Bu ‘görmüyormuş gibi yapma yetisi’nin pragmatik bir karşılığı olmalı, oluyor da. Her normal/anormal geçişinde yaşanan değişimleri görmezden gelip yaşamına devam edenler sistem tarafından ödüllendiriliyor ve anormalliklere uyum sağlamayı reddedenler dışlanıyor. Sorgulayanlar, anormallikleri dillendirenler cezalandırılıyor. Uyum sağlamayı reddedenler ya başka bir toplumda yaşamlarını sürdürmek için terk ediyor, ya da sosyal bir izolasyonun içine mahkum ediyor kendilerini. Beğenmeyen defolup gitsindi zaten değil mi?

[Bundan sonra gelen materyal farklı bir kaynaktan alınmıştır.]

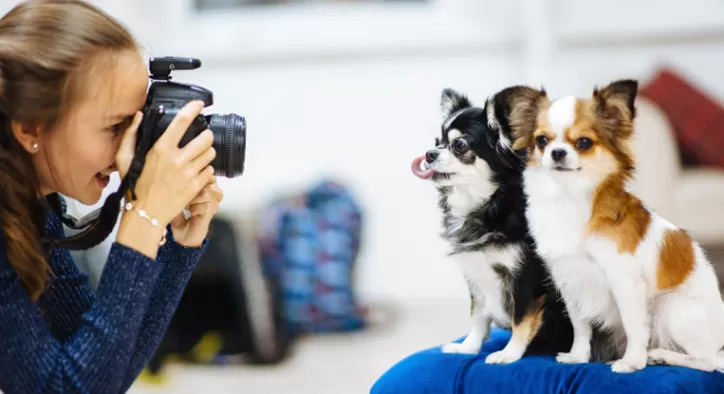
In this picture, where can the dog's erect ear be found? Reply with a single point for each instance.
(615, 102)
(451, 101)
(516, 111)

İçinde bulunduğumuz hızlı değişim-kötüleşme sürecinde anormalliklerin hızla normalleşmesi normal sayılıyor. Bu toplumda ruh sağlığımızı korumanın bedeli, anormalin normalleşmesini görmezden gelmek. Uyum süreci için ikinci yöntem olarak,  çoğunluğun salık verdiği üzere ‘içini karartma, kendini düşün’ metoduna başvuruluyor. Toplum bozuldu cümlesinin bir uzantısı bu da. Sorumluluk duygusunu sıfırlayan, bireyin olup biten karşısında ellerini yıkayıp kenara çekilebileceği bencil bir bireycilik.

Baudrillard’ın söylediği gibi bir hipergerçeklikte yaşıyoruz sanki. Okuyup izlediğimiz hiç bir şey sanki gerçekten olmuyormuş gibi, sıra bize gelene kadar yaşanan acıların hiç birini duyumsamamak, izleyici olmak başlı başına gerçeklikten bir kopuş yaratıyor. İzlediğimiz olaylara sanal bir edilgenlikle dahil olmak, hala vicdanlı kalanlar için suni bir teselli olarak tutulmaya devam ediyor.

Delilik Paylaşılır mı?

Anormallikler karşısında kasıtlı bir naiflik içinde olmak, herkes dillendirmekten sıkılmışken anormal olanın hala anormal olduğunu söylemeye devam etmek. Gereksiz görülmek, dışlanmak, cezalandırılmak ya da gönüllü bir izolasyona mal olsa da naifçe olanı olduğu gibi söylemek kıymetli.

İnsan, bencil bir yıkıcılığa sahip olduğu kadar yapıcı bir sağduyuya da sahip. Hiçbir norm ve yaptırım olmaksızın hür iradesiyle kendisi ve yaşadığı doğayla uyumlu bir hayatı seçebilecek akıl ve vicdanla donatılmış. Aynı zamanda çabuk alışan ve unutan bir varlık insan. Birlikte yaşamak mümkünken bu denli bir akıl tutulmasıyla girdiği yıkıcılık delilikten başka bir şey değil.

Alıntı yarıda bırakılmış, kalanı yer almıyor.